Choose the lender carefully...even if the val stacks up given you want to carry out an equity release /cash out- some lenders have limitation on cash out amount and reasons...especially above 85% LVR.

1. Carry out upfront value with 1-2 banks that uses diff valuers
2. Make sure the lender's cash out policy/equity policy at 90% is suitable for your file

Cheers
 
I bought this place for $206k in August and I'm looking to refinance to 90% LVR (currently at 80%).
What would be the best way about getting a good valuation?
I was thinking of passing on that I'm looking for $230k and also that this property sold for $235k in December. It's got an extra bedroom, but it's on a smaller block.

Thoughts? Am I being a bit too optimistic?

25 Cindy Street may be better comparison as you are comparing 2B, 1Bath, 1 Car, with 3B/4B, 1BATH, 2 CAR?
Also, it would be best to talk with the financier's valuator prior to valuation and provide your research (comparable latest sales - at least few) why you think your property is worth that much.

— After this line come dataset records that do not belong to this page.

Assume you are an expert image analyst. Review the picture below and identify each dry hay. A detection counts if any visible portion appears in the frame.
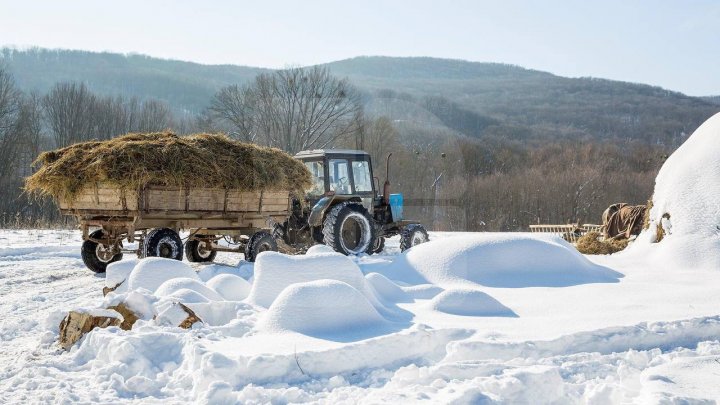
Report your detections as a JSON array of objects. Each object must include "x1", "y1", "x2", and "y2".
[
  {"x1": 575, "y1": 232, "x2": 628, "y2": 255},
  {"x1": 25, "y1": 132, "x2": 311, "y2": 201}
]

Presentation also helps....
Was there much movement in the last 6 months in the suburb, since your purchase?
We cannot force equity release it it didn't happen to duplicate, so sometimes it takes a bit longer. Also, if you go to 90% it will be more likely you would need to factor the cost now for LMI. It really depends on your reason, as sometimes it's worth the effort if you need a LOC for some buffer in tough times, or if you wish to duplicate?
Good Luck though! I always find out and use the valuator from the bank/financier's panel and I use them by getting involved!